Mais il avait nécessairement dû en faire ouvrir une autre.

<< Où ?... se demandait Marcel. Ce ne peut être qu'ici, puisque c'est ici qu'Arminius et Sigimer ont apporté les lettres ! C'est donc dans cette salle que Herr Schultze a continué de se tenir après mon départ ! Je connais assez ses habitudes pour savoir qu'en faisant murer l'ancien passage, il aura voulu en avoir un autre à sa portée, à l'abri des regards indiscrets !... Serait-ce une trappe sous le tapis ? >>

Le tapis ne montrait aucune trace de coupure. Il n'en fut pas moins décloué et relevé. Le parquet, examiné feuille à feuille, ne présentait rien de suspect.

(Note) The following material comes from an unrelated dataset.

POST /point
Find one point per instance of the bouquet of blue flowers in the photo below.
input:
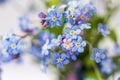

<< Qui te dit que l'ouverture est dans cette pièce ? demanda Octave.

-- J'en suis moralement sûr ! répondit Marcel.

-- Alors il ne me reste plus qu'à explorer le plafond >>, dit Octave en montant sur une chaise.

Son dessein était de grimper jusque sur le lustre et de sonder le tour de la rosace centrale à coups de crosse de fusil.

Mais Octave ne fut pas plus tôt suspendu au candélabre doré, qu'à son extrême surprise, il le vit s'abaisser sous sa main. Le plafond bascula et laissa à découvert un trou béant, d'où une légère échelle d'acier descendit automatiquement jusqu'au ras du parquet.

C'était comme une invitation à monter.

<< Allons donc ! Nous y voilà ! >> dit tranquillement Marcel ; et il s'élança aussitôt sur l'échelle, suivi de près par son compagnon.

XVIII L'AMANDE DU NOYAU

L'échelle d'acier s'accrochait par son dernier échelon au parquet même d'une vaste salle circulaire, sans communication avec l'extérieur. Cette salle eût été plongée dans l'obscurité la plus complète, si une éblouissante lumière blanchâtre n'eût filtré à travers l'épaisse vitre d'un oeil-de-boeuf, encastré au centre de son plancher de chêne.